Germaine
Cousin's mother died shortly after her birth. Her father, a farm worker,
soon remarried to a woman who despised her new stepchild. Germaine suffered
from scrofula, a disease that made her neck swell grotesquely, generating
oozing sores which turned into scar tissue. Her right hand was deformed
and hung by her side.
Her
younger siblings and her stepmother abused her, scalding her with boiling
water, starving her, and forcing her to sleep in the stable. Germaine
was left to tend her family's flock of sheep and rarely experienced human
companionship.
She
attended church every day, leaving her sheep, who were never harmed by
the wolves in the surrounding area. She gave up what little food she had
to the beggars in the town. One frozen winter morning, her stepmother
saw her scurrying across the field with something bundled in her apron.
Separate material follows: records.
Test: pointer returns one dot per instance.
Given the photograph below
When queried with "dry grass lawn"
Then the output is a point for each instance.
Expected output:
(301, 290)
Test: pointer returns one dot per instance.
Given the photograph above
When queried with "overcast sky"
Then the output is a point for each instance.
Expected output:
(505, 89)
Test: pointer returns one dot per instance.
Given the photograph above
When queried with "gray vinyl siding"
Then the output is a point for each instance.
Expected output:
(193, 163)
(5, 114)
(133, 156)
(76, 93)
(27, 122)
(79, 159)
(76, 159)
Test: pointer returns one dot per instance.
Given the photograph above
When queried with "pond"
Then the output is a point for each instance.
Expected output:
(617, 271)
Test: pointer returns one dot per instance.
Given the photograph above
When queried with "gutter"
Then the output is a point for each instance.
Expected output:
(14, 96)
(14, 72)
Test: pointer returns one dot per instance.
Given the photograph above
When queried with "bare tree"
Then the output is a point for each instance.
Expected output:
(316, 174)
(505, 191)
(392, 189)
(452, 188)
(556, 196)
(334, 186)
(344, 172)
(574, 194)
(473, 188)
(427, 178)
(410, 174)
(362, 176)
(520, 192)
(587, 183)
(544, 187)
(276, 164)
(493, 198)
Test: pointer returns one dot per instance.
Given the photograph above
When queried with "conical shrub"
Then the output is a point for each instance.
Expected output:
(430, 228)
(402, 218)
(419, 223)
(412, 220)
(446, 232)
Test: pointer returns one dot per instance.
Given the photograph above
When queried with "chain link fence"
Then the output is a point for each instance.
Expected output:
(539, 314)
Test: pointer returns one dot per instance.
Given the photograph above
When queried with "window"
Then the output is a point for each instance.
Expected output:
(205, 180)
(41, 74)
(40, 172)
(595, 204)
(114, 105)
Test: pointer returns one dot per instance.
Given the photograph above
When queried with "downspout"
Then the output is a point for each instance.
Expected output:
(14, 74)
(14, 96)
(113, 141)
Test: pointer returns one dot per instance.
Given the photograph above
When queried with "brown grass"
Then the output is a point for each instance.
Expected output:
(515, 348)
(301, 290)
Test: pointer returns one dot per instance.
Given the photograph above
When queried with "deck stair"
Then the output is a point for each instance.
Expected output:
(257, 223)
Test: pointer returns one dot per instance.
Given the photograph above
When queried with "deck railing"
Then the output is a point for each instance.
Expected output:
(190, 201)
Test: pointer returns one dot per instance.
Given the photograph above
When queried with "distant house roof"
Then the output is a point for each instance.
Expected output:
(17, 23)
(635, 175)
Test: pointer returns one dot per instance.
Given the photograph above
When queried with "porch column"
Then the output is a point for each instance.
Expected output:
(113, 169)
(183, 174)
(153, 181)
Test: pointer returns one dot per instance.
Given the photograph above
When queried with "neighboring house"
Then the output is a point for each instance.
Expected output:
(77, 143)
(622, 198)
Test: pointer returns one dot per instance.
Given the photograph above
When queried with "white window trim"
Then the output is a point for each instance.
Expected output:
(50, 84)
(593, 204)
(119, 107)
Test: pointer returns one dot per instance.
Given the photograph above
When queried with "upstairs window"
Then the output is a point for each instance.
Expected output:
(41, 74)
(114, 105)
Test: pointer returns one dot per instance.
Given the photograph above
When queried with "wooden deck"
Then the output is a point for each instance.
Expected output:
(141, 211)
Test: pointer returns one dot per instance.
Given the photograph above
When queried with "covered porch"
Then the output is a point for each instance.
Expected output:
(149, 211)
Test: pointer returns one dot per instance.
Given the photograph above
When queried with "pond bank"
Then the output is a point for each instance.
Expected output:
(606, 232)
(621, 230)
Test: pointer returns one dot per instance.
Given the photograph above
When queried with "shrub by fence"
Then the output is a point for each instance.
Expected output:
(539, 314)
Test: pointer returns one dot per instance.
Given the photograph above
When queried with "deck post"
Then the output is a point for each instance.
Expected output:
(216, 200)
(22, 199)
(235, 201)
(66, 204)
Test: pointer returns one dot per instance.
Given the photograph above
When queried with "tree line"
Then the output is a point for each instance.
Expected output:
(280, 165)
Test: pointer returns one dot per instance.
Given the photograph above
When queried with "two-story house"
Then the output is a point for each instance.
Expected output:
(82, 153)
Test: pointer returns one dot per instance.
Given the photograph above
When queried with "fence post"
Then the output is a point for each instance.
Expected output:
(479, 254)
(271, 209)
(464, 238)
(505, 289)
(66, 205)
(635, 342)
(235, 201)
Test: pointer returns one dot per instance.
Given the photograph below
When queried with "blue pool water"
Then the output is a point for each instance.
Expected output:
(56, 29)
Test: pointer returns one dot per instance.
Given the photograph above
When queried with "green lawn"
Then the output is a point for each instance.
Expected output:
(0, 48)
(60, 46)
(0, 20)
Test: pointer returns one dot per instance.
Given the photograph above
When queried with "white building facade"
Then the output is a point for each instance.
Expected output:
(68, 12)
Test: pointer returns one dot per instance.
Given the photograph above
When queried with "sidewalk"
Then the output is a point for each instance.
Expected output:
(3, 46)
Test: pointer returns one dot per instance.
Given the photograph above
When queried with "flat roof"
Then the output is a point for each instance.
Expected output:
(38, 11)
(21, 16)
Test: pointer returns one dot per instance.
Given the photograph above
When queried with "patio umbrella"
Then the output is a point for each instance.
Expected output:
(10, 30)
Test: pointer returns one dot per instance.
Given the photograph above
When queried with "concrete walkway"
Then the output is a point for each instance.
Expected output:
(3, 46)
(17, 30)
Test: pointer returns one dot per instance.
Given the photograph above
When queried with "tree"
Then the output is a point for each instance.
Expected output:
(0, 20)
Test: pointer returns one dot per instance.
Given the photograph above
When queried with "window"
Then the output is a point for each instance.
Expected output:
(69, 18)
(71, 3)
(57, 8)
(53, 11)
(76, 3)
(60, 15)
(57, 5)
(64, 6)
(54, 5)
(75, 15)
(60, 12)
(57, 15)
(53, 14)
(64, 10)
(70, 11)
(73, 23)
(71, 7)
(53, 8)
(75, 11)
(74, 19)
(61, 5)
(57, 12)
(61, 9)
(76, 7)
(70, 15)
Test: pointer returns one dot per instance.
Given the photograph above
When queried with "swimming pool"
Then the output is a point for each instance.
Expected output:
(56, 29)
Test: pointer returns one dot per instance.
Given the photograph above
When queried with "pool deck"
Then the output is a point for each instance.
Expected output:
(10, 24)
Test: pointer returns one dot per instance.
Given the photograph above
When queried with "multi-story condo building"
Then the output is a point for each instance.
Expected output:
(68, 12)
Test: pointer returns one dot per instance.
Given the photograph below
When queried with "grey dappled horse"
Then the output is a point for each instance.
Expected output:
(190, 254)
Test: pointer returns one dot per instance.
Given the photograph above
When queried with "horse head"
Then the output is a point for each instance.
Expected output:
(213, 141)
Accused of stealing bread, Germaine opened her apron, releasing dozens
of summer flowers onto the icy ground. She then reached down and offered
a blossom to the woman who had tried to destroy her.
She
died at twenty-two.
Forty
years later her unmarked grave was accidentally opened by workmen. Her
body was perfectly preserved, with a garland of carnations and rye in
her hair. Two elderly villagers identified the body by the withered hand
and scars on the face. Shortly after, her body was displayed in the church,
and miraculous healings occurred among the pilgrims who came to see her.
During
the French Revolution, her grave was desecrated. Quicklime and water sizzled
away her flesh. Her bones are now inside a wax mannequin which lies in
a glass and bronze reliquary in the parish church at Pibrac, France.